Crabs, like emerald crabs and hermit crabs.
Shrimps, like peppermint shrimp, blood red fire shrimp.

Remember, each type of coral has its own specific requirements, so it's important to research the species you want to keep and provide them with the appropriate environment. Also, be prepared to invest time and money into maintaining the reef aquarium, as it requires regular water changes, testing, and equipment maintenance.

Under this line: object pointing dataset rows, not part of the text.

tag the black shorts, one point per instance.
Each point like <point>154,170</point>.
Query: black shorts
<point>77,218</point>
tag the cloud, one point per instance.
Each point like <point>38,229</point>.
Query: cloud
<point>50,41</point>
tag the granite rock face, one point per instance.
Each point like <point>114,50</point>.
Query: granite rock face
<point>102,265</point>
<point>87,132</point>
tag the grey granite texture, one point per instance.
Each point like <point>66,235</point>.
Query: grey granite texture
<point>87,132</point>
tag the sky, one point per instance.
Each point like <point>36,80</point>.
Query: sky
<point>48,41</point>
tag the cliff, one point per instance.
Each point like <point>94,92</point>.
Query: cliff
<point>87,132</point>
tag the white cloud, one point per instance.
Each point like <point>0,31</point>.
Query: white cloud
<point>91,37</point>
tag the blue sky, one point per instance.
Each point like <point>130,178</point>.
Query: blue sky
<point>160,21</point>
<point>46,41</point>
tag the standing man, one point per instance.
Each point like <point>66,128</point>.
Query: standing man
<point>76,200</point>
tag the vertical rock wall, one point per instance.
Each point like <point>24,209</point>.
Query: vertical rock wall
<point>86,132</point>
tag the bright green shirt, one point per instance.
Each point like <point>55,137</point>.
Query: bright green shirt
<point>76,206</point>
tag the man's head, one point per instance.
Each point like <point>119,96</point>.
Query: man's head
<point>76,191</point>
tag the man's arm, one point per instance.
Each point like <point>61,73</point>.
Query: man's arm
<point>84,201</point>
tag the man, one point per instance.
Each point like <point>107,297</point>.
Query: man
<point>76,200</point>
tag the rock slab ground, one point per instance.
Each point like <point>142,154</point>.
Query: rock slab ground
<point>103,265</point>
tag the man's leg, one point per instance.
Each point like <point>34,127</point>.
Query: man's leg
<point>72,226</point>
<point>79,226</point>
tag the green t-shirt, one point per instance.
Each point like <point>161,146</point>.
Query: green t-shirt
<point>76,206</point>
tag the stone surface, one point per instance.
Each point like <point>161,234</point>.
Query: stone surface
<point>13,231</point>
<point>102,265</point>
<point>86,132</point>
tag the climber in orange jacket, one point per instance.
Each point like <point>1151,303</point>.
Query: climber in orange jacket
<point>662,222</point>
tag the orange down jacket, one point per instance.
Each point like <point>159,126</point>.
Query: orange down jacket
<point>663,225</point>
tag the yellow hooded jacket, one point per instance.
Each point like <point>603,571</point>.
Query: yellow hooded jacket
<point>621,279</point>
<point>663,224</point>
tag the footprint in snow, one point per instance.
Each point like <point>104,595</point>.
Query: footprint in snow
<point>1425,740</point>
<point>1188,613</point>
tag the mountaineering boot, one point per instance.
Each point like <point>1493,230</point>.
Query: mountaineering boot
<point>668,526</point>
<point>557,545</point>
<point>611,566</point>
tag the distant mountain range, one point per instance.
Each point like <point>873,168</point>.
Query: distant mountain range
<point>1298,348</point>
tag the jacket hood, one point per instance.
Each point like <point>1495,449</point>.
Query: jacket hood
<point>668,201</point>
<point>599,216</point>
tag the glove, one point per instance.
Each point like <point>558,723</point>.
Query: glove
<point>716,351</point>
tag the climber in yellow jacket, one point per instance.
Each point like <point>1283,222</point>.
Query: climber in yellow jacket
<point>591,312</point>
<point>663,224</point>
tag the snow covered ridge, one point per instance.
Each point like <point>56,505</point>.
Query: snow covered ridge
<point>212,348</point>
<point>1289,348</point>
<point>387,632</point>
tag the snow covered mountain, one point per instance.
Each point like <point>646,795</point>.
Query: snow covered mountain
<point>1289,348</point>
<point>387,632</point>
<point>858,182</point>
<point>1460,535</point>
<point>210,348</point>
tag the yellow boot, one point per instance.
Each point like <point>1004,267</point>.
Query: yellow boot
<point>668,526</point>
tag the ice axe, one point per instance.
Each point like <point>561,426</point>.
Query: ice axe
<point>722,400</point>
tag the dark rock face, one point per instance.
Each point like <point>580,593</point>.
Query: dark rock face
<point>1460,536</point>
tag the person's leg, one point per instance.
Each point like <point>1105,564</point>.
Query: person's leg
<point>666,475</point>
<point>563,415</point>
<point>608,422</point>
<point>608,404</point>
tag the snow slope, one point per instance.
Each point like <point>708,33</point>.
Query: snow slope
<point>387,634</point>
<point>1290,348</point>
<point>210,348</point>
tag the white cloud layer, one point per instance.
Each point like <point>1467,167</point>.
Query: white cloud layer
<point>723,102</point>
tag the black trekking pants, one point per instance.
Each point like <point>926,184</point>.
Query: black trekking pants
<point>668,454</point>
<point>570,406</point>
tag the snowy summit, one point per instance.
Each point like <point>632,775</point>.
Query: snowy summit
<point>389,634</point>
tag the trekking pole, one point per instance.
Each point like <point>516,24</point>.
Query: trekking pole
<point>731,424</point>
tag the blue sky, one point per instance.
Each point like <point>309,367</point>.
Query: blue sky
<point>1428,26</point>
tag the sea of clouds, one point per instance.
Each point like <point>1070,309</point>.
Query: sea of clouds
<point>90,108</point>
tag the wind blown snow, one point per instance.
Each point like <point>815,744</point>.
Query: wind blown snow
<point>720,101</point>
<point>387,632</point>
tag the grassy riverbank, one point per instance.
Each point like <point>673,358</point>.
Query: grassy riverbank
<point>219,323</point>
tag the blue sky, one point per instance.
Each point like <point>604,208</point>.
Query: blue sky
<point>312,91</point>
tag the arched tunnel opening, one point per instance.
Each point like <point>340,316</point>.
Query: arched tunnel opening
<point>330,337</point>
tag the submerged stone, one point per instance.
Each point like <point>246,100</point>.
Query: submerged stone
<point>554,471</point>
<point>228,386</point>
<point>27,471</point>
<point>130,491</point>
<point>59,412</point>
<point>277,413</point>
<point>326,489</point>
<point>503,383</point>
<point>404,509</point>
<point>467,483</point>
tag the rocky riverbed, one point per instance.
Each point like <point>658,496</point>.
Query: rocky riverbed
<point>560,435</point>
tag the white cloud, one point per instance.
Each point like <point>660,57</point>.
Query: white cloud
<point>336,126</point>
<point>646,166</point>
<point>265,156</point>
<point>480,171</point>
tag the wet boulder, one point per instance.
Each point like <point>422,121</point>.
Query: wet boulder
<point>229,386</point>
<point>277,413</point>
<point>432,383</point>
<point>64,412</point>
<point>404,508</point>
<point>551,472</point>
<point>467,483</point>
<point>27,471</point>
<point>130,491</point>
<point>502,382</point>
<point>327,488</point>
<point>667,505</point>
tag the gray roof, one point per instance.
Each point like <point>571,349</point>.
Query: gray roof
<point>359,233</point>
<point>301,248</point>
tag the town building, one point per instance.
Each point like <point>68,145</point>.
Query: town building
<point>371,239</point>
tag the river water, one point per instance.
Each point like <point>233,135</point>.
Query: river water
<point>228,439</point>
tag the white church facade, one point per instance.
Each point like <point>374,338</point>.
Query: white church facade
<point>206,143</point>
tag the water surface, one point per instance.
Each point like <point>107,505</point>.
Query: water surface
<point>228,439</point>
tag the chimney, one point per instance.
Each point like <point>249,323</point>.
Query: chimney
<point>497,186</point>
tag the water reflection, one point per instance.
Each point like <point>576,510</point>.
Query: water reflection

For further reading, check out our guide on Keeping a Reef Tank.

Coral Safety

Palytoxin can be found in some ornamental coral and can be dangerous to your health. Take precautions when handling marine corals and live rock.
Some Zoanthid coral species popular with marine aquarium enthusiasts can contain Palytoxin. This toxin is dangerous to your health and being exposed to it can have potentially life-threatening consequences.
To avoid exposure:

  • Keep the general handling of corals to a minimum.
  • Avoid handling soft corals and live rock with bare hands.
  • Always handle coral underwater. Bag rock and coral away from aquarium lightning and seal the bag before removing them from the aquarium.
  • Monitor aquarium water levels and ensure coral is completely submerged at all times.
  • Avoid any coral maintenance activity that can potentially produce aerosols. eg. Scrubbing, breaking, cutting, scraping, brushing, and particularly using boiling water or chemicals.
  • Avoid placing coral under powerful halide lights when out of the water. Halide lights used to sustain and raise coral colonies can cause heat stress in corals that are out of the water causing a rapid release of Palytoxin.
  • Avoid splashing and dispose of aquarium water carefully that may contain Palytoxin.
  • Remember that Palytoxin can travel some distance in water aerosols.
  • Be aware that Palytoxin is heat stable – heating does not remove the toxin but it can be deactivated using bleach.